A Scalable FPGA Architecture With Adaptive Memory Utilization for GEMM-Based Operations
Anastasios Petropoulos, Theodore Antonakopoulos
TL;DR
The paper tackles the challenge of scalable, high-throughput DNN inference on FPGA platforms by introducing a dynamically configurable accelerator built around a systolic array (SA) processing unit that leverages high-bandwidth memory (HBM) and UltraRAM (URAM). It proposes two PU configurations to balance compute resources and presents a two-phase weight-transfer scheduling strategy to minimize on-chip stalls during GEMM/Conv workloads, enabling efficient multi-PU operation on an Alveo FPGA. The approach yields strong performance on ResNet-18/50, with notable throughput and energy efficiency gains over prior works, and demonstrates the potential to extend the architecture to analog in-memory computing (AIMC) emulation using a Noise Injection Unit (NIU) while preserving the same memory interfaces.
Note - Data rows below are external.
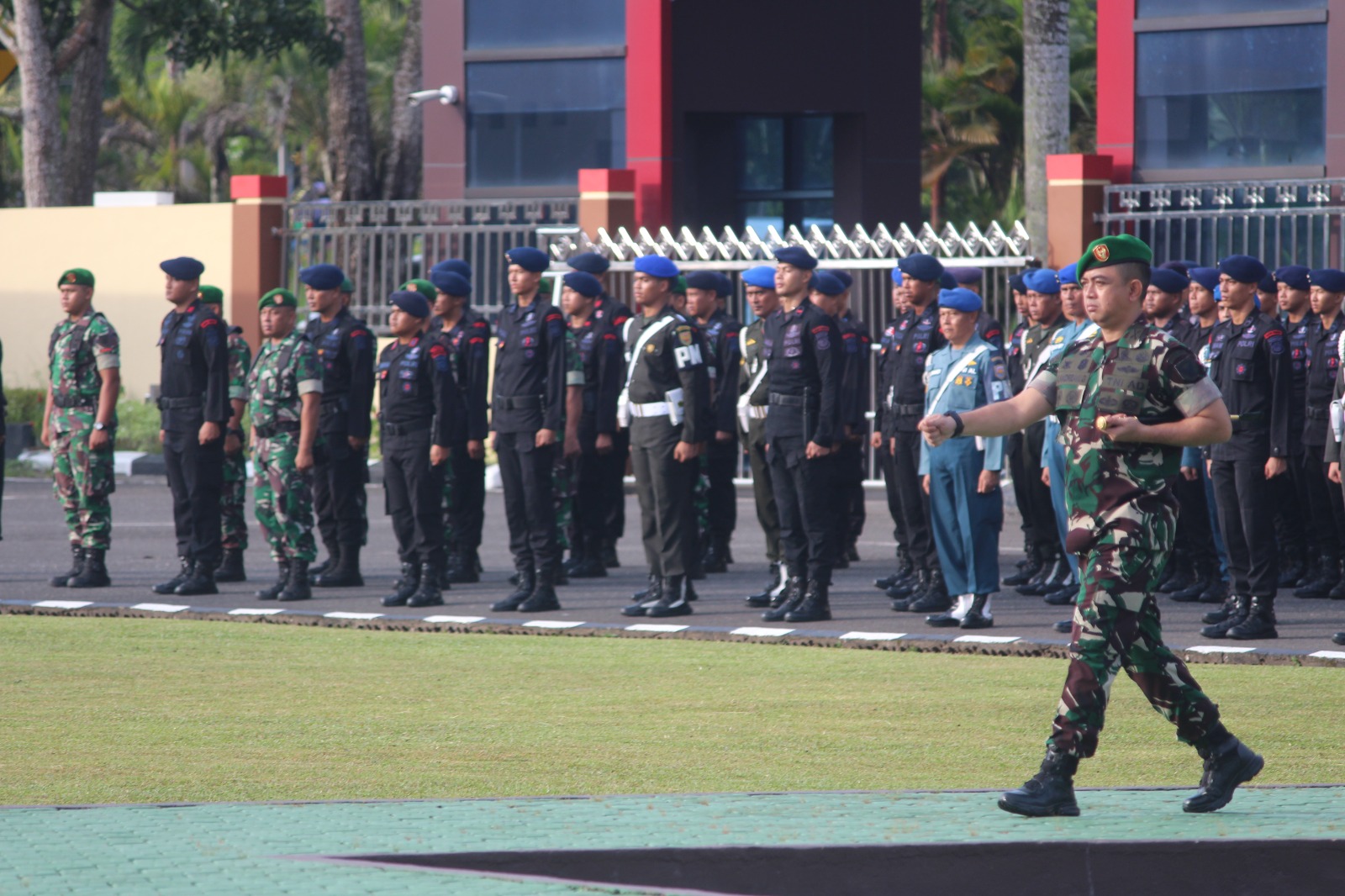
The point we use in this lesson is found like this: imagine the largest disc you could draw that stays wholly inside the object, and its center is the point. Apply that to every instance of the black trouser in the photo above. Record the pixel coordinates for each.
(529, 498)
(414, 492)
(195, 478)
(1246, 519)
(338, 483)
(663, 485)
(806, 502)
(762, 490)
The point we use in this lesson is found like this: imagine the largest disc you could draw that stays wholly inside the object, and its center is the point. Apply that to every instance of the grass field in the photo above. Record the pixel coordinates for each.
(111, 710)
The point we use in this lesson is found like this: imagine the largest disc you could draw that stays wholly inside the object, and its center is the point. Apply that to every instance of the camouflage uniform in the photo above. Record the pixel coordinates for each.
(1122, 521)
(282, 373)
(77, 353)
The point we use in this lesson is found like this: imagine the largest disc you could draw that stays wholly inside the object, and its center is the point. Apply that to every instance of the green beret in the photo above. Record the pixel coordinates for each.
(1114, 250)
(277, 299)
(76, 277)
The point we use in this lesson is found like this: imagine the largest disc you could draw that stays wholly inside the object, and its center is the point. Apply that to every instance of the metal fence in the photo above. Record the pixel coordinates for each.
(1281, 222)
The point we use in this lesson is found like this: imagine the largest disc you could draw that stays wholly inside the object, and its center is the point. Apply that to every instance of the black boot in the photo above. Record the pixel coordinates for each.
(428, 593)
(1227, 766)
(76, 568)
(404, 587)
(814, 607)
(1051, 791)
(232, 567)
(94, 573)
(202, 582)
(171, 586)
(299, 587)
(544, 596)
(273, 593)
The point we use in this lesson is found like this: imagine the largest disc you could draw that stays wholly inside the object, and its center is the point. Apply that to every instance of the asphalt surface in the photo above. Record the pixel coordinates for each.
(35, 548)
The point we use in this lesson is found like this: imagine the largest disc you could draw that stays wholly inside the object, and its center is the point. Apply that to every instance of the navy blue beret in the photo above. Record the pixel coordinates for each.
(412, 303)
(762, 277)
(186, 268)
(826, 282)
(1169, 280)
(584, 282)
(528, 259)
(797, 256)
(959, 299)
(1243, 268)
(921, 268)
(451, 282)
(1042, 280)
(1328, 279)
(1295, 276)
(589, 262)
(1207, 277)
(657, 266)
(322, 277)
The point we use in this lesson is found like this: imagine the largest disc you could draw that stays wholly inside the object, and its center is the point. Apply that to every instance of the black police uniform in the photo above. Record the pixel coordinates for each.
(346, 350)
(194, 389)
(1251, 366)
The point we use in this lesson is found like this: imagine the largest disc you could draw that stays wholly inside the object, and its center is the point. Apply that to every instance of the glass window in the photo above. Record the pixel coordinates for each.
(545, 24)
(1226, 98)
(537, 123)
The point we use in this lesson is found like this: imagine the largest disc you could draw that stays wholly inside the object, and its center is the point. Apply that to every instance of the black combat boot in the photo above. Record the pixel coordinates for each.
(171, 586)
(428, 593)
(814, 607)
(299, 587)
(1051, 791)
(76, 568)
(404, 587)
(273, 593)
(544, 595)
(94, 573)
(202, 580)
(1227, 766)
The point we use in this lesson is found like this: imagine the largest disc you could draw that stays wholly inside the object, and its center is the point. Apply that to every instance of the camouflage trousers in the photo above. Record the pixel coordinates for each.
(284, 498)
(82, 479)
(1116, 626)
(232, 499)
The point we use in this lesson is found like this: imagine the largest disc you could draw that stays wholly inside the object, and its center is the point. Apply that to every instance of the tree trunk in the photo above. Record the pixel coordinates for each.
(350, 141)
(403, 178)
(1046, 105)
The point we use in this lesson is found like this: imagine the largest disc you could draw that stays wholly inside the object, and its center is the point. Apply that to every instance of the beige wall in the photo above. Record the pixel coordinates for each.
(123, 248)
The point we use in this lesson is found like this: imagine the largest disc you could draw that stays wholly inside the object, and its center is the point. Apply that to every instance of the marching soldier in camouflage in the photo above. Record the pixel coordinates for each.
(235, 495)
(1127, 400)
(286, 387)
(80, 424)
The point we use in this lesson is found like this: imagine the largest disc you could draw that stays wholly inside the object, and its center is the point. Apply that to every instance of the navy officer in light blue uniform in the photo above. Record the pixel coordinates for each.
(962, 475)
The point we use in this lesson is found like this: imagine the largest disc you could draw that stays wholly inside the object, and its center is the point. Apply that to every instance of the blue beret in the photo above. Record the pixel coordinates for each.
(1042, 280)
(826, 282)
(589, 262)
(762, 277)
(921, 268)
(451, 282)
(797, 256)
(1328, 279)
(528, 259)
(583, 282)
(657, 266)
(1169, 280)
(414, 303)
(1242, 268)
(183, 268)
(959, 299)
(1295, 276)
(322, 276)
(456, 266)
This work provides a versatile, transferable FPGA accelerator platform and a practical testbed for investigating AIMC integration in future heterogeneous chips.
Abstract
Deep neural network (DNN) inference relies increasingly on specialized hardware for high computational efficiency. This work introduces a field-programmable gate array (FPGA)-based dynamically configurable accelerator featuring systolic arrays, high-bandwidth memory, and UltraRAMs. We present two processing unit (PU) configurations with different computing capabilities using the same interfaces and peripheral blocks. By instantiating multiple PUs and employing a heuristic weight transfer schedule, the architecture achieves notable throughput efficiency over prior works. Moreover, we outline how the architecture can be extended to emulate analog in-memory computing (AIMC) devices to aid next-generation heterogeneous AIMC chip designs and investigate device-level noise behavior. Overall, this brief presents a versatile DNN inference acceleration architecture adaptable to various models and future FPGA designs.